The plans we were looking at are known as Pre-Pay and are a mixture of the pay-as-you-go and SIM only deals you see back home. In essence you pick a plan and then have to top-up to ensure there is enough credit to deduct your chosen plan from. You must then continue to top-up the account monthly to ensure continued service. If you wish to cancel, you give 30 days notice.. it's as simple as that. This is akin to the old pay-as-you-go top-up packs I remember Orange offering a few years ago in the UK.
4G / 3G Coverage:
Whilst most networks offer 4G, Clearways Accommodation seems to be sat in the centre of a black spot meaning we only tend to get 3G here. That's not the end of the world though really, at least you have mobile coverage and can make calls, send texts and access the internet if not around WiFi.

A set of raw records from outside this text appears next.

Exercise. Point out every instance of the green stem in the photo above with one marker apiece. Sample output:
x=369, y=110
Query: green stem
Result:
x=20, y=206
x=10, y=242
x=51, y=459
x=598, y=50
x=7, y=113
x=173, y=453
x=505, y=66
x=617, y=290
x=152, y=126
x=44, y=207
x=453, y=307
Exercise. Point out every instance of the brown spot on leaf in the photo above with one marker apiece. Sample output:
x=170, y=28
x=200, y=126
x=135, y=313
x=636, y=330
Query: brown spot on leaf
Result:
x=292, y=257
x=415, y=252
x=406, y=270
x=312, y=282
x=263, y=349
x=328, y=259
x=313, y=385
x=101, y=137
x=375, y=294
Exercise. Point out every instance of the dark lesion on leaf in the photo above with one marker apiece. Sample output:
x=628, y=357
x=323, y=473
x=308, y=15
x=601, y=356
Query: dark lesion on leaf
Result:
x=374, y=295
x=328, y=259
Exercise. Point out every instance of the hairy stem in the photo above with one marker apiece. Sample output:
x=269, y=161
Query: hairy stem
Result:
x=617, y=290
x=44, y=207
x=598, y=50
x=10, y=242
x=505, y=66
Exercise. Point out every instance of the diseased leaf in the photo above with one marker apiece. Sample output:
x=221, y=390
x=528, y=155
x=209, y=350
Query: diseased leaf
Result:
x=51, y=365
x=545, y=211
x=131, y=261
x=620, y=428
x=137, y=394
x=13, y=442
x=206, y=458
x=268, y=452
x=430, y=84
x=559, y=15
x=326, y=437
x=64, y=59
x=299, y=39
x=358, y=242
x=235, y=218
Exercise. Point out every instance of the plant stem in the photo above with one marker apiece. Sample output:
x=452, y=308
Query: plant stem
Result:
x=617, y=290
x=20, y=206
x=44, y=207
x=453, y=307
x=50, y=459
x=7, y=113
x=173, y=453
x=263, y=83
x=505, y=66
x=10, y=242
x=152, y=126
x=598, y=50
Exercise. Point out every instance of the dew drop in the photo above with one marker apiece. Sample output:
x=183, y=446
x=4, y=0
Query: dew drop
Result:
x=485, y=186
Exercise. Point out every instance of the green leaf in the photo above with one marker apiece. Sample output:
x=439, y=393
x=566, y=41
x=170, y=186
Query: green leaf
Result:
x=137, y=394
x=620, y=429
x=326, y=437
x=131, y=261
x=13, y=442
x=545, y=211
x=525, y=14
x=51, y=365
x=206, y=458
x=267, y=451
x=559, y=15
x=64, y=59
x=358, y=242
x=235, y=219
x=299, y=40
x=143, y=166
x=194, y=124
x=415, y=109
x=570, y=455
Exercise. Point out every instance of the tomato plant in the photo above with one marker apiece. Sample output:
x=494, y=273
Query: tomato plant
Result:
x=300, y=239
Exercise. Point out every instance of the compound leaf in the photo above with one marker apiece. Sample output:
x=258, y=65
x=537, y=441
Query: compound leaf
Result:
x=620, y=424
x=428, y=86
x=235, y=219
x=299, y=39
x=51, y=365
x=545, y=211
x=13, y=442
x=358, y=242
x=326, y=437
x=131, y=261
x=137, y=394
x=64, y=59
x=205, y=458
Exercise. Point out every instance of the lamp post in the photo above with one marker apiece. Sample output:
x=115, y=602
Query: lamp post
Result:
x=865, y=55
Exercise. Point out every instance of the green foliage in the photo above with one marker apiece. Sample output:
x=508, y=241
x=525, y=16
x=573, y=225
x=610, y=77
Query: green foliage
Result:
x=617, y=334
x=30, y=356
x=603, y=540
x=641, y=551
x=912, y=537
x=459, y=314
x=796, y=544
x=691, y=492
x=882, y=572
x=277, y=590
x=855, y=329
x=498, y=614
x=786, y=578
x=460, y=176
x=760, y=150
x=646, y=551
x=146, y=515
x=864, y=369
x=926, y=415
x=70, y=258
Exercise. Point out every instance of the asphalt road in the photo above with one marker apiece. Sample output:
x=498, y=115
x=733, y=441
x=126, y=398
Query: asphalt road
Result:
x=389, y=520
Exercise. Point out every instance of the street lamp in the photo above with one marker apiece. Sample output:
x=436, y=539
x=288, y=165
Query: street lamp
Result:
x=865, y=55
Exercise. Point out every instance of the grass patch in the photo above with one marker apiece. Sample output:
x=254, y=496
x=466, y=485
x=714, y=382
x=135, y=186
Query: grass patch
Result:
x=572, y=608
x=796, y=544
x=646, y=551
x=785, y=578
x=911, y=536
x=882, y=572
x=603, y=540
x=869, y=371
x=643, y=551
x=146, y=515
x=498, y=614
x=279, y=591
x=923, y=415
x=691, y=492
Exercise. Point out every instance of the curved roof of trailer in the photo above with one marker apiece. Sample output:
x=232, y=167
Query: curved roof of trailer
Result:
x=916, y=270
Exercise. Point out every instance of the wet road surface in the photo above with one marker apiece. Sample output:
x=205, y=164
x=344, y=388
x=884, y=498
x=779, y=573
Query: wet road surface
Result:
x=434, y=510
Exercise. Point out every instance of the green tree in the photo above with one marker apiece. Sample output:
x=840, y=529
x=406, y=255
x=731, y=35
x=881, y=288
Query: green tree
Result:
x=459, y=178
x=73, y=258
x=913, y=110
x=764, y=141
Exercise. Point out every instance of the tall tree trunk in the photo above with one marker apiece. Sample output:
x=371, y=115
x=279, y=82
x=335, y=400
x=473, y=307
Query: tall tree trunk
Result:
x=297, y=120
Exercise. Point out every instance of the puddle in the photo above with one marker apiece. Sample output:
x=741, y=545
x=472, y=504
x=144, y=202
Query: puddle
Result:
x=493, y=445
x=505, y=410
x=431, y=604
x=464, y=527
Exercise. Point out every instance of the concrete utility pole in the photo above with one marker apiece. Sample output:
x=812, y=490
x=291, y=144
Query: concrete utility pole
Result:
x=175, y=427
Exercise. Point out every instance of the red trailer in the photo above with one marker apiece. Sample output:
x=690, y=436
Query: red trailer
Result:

On first popping in to 2Degrees the prices were extortionate. We're talking $19.99 a month for 500MB of data. It then worked out at roughly $20 per additional Gb. This was far too much for me, especially considering I used an average of 3-4GB a month back home such prices would cost me close to $100 a month! Safe to say we moved on.
Visiting Spark next we were offered a 30 day pre-paid SIM card for $59.99 a month. This offered 4GB of data, unlimited NZ/AU minutes and texts, inclusive Spotify Premium, 1GB Public Wifi and some other TV catch-up service I can't remember the name of. For a little extra you could also include 100 minutes of calling back to the UK too. However, at $479 for the duration of my time in NZ this package was also considerably out my price range. At this point I was starting to think mobile plans in New Zealand were ridiculous and didn't hold out much hope for something cheaper!
Our next and final stop was Vodafone. I was somewhat hesitant to even consider them as their brand has been damaged in my eyes as a result of their UK customer service, however we were pleasantly surprised by the offering they had. Called MyFlex, we were allowed to build our own 30-day pre-paid plans and were given the ability to alter the plans calls, texts and data on a monthly basis should it not suit. The entire process was managed within their Vodafone app once we'd bought a SIM - which cost $5. What's more, if you were under 25 Vodafone provides an additional 500MB of data for free. I opted for the largest data offered at 3.5GB, which then became 4GB with the 500MB bonus. I picked 150 minutes and 250 SMS messages as I felt I wouldn't need anymore than that given WhatsApp etc. The price came to a very reasonable $37 dollars a month and at roughly $296 for my time here, that made Spark about 60% more expensive by comparison.
I've now learnt that so long as your account has enough credit to auto-renew at the end of the month your unused data will rolls over. This is good as it means you can alter your plan month-by-month to ensure you keep the same data as the month before by only buying a smaller amount. For example, I initially bought 3.5GB but still had 2 left over, so dropped my plan down to 1.5GB for the new month saving me about $8. Next month i'll review it and potentially make more changes to the plan once again. UK networks... take note!
I didn't even consider Skinny Mobile as I needed the SIM there and then in order to provide the number to CTC in our induction. However, if you could wait for a SIM to arrive or perhaps ordered one before you got to NZ you could maybe benefit from Skinny's offering. However, I'm not too sure on pricing etc as I never even considered them. I'd recommend visiting their website if you were interested.
I hope this post has answered any questions you might have about how mobile networks work out here. It's safe to say they're not as cheap as back home and I always thought I was being ripped off by our networks too, but then again I'm quickly learning that nothing is as cheap as back home here. We'll leave that for another time though!